Officials at the World Health Organization in Geneva disagreed, saying Europeans should try to stay indoors if ash from Iceland’s volcano starts raining down from the sky.

WHO spokesman David Epstein says the agency doesn’t know the exact health risks from the ash cloud. However, he said the ash is potentially dangerous if it starts to “settle” on the earth because inhaling the particles can cause respiratory problems, especially for those suffering from asthma and respiratory diseases.

Iceland, a nation of 320,000 people, sits on a large volcanic hot spot in the Atlantic’s mid-oceanic ridge, and has a history of devastating eruptions.

Explosive volcanic eruptions inject large amounts of highly abrasive ash -- essentially very small rock fragments -- into the upper atmosphere, the cruising altitude of most jet airliners. It can cause significant damage to both airframes and engines.

The U.S. Geological Survey said about 100 aircraft have run into volcanic ash from 1983 to 2000. In some cases engines shut down briefly after sucking in volcanic debris, but there have been no fatal incidents. Still, authorities are very wary, because ash cannot be detected by a plane’s normal weather radar.

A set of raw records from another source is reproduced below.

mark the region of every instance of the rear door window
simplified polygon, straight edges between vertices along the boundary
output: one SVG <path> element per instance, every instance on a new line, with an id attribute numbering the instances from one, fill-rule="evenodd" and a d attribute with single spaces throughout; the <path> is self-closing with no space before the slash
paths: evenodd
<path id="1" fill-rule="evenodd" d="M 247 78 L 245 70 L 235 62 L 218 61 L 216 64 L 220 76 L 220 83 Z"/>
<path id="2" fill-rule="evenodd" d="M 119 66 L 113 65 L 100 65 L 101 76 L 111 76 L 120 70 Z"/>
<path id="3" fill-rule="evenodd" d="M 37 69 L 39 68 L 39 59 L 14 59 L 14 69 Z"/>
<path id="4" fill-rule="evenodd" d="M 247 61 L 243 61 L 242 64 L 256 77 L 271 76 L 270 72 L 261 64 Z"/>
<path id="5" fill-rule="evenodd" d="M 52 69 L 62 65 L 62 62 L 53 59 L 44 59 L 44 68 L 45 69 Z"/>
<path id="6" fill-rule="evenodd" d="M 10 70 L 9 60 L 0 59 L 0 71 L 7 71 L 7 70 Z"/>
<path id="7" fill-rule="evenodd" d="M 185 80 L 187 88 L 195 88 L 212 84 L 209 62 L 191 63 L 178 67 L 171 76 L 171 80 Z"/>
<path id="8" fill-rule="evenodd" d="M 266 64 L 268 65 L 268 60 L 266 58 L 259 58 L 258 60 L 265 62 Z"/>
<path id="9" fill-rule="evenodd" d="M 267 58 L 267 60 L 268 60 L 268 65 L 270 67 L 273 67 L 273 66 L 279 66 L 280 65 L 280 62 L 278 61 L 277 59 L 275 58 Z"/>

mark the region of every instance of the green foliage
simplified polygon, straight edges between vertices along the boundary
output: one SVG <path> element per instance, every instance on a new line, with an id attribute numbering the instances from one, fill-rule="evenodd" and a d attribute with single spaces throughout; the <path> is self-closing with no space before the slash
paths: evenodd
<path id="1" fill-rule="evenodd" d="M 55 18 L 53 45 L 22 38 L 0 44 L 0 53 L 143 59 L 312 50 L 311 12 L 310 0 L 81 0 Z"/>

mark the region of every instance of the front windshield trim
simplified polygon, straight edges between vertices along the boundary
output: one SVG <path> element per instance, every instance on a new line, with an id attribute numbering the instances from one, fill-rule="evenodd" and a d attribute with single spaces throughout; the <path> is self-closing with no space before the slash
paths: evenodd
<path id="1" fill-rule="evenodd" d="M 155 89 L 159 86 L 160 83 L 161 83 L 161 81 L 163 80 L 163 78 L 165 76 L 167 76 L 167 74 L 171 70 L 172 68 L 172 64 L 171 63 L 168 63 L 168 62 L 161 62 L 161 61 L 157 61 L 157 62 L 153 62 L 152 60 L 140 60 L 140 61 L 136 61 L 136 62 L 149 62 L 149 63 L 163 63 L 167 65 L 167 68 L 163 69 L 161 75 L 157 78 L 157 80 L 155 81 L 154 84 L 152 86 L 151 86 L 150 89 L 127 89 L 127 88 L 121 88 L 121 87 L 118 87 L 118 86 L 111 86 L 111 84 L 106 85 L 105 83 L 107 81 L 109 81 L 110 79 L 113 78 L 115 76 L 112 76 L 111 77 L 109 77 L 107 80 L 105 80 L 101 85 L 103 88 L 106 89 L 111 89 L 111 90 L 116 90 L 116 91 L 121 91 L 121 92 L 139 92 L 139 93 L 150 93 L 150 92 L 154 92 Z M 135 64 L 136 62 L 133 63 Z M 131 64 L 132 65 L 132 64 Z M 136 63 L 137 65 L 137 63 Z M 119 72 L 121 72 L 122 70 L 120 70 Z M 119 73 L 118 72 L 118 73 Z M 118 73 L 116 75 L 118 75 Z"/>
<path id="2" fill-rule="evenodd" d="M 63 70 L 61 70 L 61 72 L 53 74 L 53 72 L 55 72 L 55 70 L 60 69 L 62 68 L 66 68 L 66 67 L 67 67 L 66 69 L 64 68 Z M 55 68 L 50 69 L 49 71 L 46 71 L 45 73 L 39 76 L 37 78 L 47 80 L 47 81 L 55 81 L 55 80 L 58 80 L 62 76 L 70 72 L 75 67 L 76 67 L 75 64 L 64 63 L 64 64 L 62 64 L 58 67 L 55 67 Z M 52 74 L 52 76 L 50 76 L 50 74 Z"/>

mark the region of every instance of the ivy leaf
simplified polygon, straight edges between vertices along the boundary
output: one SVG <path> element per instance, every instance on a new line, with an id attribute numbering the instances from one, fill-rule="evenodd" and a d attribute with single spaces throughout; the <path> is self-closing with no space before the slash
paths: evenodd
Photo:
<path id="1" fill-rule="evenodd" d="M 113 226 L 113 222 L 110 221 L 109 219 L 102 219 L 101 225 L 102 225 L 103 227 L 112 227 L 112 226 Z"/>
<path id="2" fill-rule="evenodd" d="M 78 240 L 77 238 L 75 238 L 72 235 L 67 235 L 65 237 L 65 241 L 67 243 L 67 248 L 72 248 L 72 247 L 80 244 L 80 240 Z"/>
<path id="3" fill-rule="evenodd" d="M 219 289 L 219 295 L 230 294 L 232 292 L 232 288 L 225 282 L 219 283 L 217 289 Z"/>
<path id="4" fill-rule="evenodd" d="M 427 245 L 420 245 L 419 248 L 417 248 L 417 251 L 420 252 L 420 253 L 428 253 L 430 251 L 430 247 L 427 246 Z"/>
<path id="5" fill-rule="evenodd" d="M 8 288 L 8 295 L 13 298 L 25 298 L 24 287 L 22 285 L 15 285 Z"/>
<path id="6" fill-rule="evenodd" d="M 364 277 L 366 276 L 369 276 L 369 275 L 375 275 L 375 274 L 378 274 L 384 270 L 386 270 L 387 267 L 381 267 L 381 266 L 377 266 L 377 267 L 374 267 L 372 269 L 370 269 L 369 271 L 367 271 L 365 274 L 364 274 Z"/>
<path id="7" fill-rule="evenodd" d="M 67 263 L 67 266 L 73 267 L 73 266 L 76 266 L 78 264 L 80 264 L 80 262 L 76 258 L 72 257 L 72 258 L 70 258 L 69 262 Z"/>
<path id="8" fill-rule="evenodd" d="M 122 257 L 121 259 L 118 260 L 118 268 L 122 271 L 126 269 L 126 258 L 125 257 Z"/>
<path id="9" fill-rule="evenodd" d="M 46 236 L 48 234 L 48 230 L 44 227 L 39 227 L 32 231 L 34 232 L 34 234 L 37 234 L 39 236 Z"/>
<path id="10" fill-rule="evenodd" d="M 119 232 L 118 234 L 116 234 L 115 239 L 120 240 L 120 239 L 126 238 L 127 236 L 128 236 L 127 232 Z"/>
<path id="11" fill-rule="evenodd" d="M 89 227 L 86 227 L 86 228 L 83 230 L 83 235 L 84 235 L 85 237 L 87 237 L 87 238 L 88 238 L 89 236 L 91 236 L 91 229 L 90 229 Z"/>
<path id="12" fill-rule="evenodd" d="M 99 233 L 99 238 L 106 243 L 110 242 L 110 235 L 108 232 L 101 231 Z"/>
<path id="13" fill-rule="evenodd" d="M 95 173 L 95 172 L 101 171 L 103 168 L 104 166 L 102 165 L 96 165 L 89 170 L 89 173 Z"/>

In 1989, a KLM Royal Dutch Airlines Boeing 747 flew into an ash cloud from Alaska’s Redoubt volcano and lost all power, dropping from 25,000 feet to 12,000 feet before the crew could get the engines restarted. The plane landed safely.

In another incident in the 1980s, a British Airways 747 flew into a dust cloud and the grit sandblasted the windshield. The pilot had to stand and look out a side window to land safely.

henry.chu@latimes.com

The Associated Press contributed to this report.